The Empty Man
20th Century Fox
Written by David Prior (Based on the comic book series written by Cullen Bunn)
Directed by David Prior
Starring James Badge Dale, Marin Ireland, Sasha Frolova, Samantha Logan, Evan Jonigkiet, Virginia Kull, Robert Aramayo, Ron Canada, Stephen Root and Owen Teague
On the trail of a missing girl, an ex-cop comes across a secretive group attempting to summon a terrifying supernatural entity.
The first twenty minutes of this film serve as an interesting prologue for everything to come. It has some standard horror movie themes and great imagery, but what it also does really well if not force anything on the viewer. The moments happen organically and Prior does a great job of setting up the world of this film through its characters. There is a great build up of the terror in the first twenty minutes that tells the viewer that this story is going to be different.

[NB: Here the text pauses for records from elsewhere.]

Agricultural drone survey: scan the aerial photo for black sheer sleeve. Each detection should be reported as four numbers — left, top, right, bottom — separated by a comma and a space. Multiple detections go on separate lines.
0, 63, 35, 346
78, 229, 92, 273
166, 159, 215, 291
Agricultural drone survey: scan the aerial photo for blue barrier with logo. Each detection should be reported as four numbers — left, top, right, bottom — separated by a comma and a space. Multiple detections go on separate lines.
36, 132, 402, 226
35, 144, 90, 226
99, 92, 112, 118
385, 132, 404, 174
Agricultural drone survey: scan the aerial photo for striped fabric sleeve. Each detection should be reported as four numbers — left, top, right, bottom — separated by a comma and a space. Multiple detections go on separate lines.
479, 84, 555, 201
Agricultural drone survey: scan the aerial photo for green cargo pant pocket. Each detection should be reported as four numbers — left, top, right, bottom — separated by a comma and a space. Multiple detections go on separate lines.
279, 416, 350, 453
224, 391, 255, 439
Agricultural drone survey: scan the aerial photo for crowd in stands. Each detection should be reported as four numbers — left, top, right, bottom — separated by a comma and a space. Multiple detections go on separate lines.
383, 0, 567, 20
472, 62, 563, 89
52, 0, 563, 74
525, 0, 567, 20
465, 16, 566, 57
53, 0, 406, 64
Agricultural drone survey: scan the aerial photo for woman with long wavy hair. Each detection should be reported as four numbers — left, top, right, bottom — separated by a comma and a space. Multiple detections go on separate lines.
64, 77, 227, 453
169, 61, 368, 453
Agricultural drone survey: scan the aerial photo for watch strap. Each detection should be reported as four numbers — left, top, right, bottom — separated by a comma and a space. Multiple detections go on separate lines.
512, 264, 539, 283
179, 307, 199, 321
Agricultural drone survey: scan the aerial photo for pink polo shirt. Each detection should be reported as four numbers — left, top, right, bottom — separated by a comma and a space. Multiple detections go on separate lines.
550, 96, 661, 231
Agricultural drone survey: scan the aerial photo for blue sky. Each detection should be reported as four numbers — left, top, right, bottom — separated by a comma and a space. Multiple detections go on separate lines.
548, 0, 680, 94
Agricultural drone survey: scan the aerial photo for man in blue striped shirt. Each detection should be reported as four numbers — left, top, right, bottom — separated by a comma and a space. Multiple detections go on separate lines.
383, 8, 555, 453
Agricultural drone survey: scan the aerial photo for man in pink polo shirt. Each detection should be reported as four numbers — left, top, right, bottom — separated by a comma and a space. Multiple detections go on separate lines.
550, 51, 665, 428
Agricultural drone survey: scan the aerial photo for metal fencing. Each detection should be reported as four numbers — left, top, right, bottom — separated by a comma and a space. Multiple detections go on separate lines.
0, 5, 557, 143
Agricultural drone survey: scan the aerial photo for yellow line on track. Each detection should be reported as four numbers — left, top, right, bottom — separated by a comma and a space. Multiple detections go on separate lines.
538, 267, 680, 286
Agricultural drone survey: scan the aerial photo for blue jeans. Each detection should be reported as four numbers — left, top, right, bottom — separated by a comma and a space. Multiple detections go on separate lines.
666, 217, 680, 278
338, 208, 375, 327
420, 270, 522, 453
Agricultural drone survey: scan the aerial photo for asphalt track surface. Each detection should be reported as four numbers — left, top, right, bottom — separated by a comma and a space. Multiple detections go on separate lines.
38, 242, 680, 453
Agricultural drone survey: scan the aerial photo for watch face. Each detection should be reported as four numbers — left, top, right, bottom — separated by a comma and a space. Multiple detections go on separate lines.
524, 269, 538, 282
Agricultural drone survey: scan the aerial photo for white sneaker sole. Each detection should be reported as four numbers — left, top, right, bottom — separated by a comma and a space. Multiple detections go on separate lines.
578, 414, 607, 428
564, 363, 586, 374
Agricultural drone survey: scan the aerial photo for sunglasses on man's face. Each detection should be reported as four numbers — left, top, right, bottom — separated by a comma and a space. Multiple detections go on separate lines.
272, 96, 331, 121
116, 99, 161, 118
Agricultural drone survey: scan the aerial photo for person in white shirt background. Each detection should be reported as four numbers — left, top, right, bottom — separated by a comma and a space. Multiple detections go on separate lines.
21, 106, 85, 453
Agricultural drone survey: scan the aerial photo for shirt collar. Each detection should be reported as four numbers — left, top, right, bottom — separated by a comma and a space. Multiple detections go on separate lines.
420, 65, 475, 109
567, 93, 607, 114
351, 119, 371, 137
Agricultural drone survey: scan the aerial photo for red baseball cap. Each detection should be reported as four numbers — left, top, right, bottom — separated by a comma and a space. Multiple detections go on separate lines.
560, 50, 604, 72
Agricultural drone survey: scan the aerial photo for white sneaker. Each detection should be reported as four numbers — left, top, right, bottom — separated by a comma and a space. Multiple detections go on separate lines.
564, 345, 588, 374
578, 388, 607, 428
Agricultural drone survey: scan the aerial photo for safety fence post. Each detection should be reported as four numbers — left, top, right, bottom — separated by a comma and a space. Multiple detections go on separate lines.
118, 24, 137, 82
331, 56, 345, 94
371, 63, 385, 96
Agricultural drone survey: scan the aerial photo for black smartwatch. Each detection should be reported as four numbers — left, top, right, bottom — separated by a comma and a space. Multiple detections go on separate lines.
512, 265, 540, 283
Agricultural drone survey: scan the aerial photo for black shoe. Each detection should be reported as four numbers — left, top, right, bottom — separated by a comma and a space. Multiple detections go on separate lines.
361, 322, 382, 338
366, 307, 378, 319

In the aftermath, we’re introduced to James Lasombra (Badge Dale), a former police officer who operates a personal security store in a small town. After getting a cryptic visit from the daughter of a friend, he is called to the friend’s home to determine why the girl disappeared and what it has to do with a ritual the kids play that is supposed to call a supernatural being known as the Empty Man.
His investigation into the missing girl will find more missing teens connected to the missing girl and a gruesome discovery that James will discover is connected to something bigger and more disturbing. Lasombra finds himself investigating a doomsday cult with a connection to the Empty Man and a reach that is getting bigger and wider. Things get more tense when he follows clues to one of the cult’s locations and discovers some truly disturbing evidence. Evidence that the police will not follow.
As things get more intense, James gets more paranoid and rightfully so. After discovering that followers of the cult are seeing a mystery man in a coma, he finds some disturbing information about himself. Information that leads him to a dark reckoning with the man, his followers and his own destiny.
The Empty Man is an interesting concept that looks really good. David Prior does a great job of setting the stage for the characters and there are some genuine visual scares to be found. Unfortunately, all of the stylish visuals can’t save a story that has great ideas, but few avenues to explore them. Everything with the cult was good, but it never seemed as big a threat as it could have. The ideas created with James are fantastic, but we aren’t given enough opportunities to explore them. As a fan of the comic book series, I wanted to like this movie. The problem I found in liking it more than I did is that it always felt like it was about to do something big and interesting and then never really delivered.